Abigail Macalintal was born and raised in Kailua on the island of Oahu. After graduating from Kamehameha Schools Kapalama in 2021, she attended the University of Hawaii at Manoa. Abigail is currently an upcoming junior, pursuing a Bachelor of Science degree in Mechanical Engineering. She is the President of the Society of Automotive Engineers at UH-Manoa and a member of the Native Hawaiian Science & Engineering Mentorship Program (NHSEMP) at UH Manoa. In her spare time, Abigail enjoys collecting shells, propagating plants, taking her dog Elijah on walks, and spending time with her family.
Home Island: Oahu
High School: Kamehameha School
Institution when accepted: University of Hawaii at Manoa
Designing, Prototyping, and Fabricating an Advanced Enclosure for the UH88 Wide-Field Imager Off-Axis Guider System
Project Site: UH Institute for Astronomy, Hilo, HI
Mentors: Luke McKay & Mark Chun
Project Abstract:
The University of Hawaii 2.2-meter Telescope, commonly referred to as the UH88, holds the distinction of being the first large telescope built on Mauna Kea in 1968. Since then, both imaging and spectroscopic instruments have been upgraded many times.

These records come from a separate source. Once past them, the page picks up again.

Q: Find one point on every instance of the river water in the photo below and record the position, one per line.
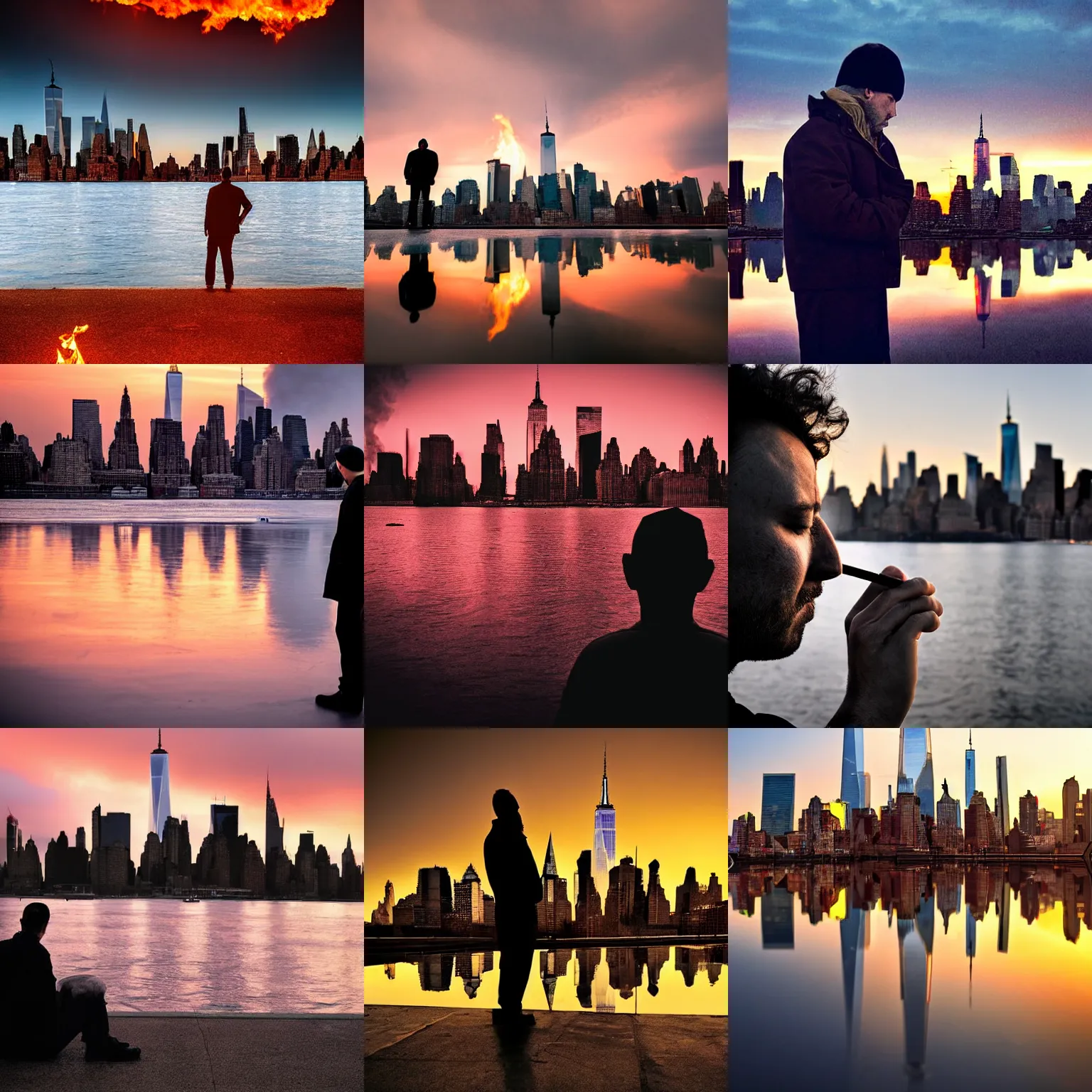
(476, 615)
(1012, 647)
(126, 235)
(166, 613)
(167, 956)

Currently, we are working on designing and prototyping a permanent enclosure to enhance the Wide-Field Imager (WFI) off-axis guider system for the UH88 Cassegrain imager. The guider system enables users to achieve accurate tracking and dithering through a computer-controlled system, thus improving observations of celestial objects. The new enclosure will serve as a fully functional prototype that effectively blocks stray light from entering the guider system or science detectors. Furthermore, it ensures efficient routing of electrical cables, facilitates mounting/dismounting of electronics, and guarantees adequate dissipation of waste heat generated by the guide camera and stepper motors. To achieve these goals, we conducted a study of various materials suitable for augmenting the enclosure, in addition to inspections and measurements of the WFI off-axis guider system. The primary purpose of this study was to gather comprehensive information to facilitate the design and prototyping of a new enclosure. With this information, we were able to design a 3D-model of the enclosure using Autodesk Fusion 360. The result is an accurate rendering of the prototype which will be utilized in the fabrication process, where the most appropriate material for the guider system will be implemented to guarantee optimal performance and suitability.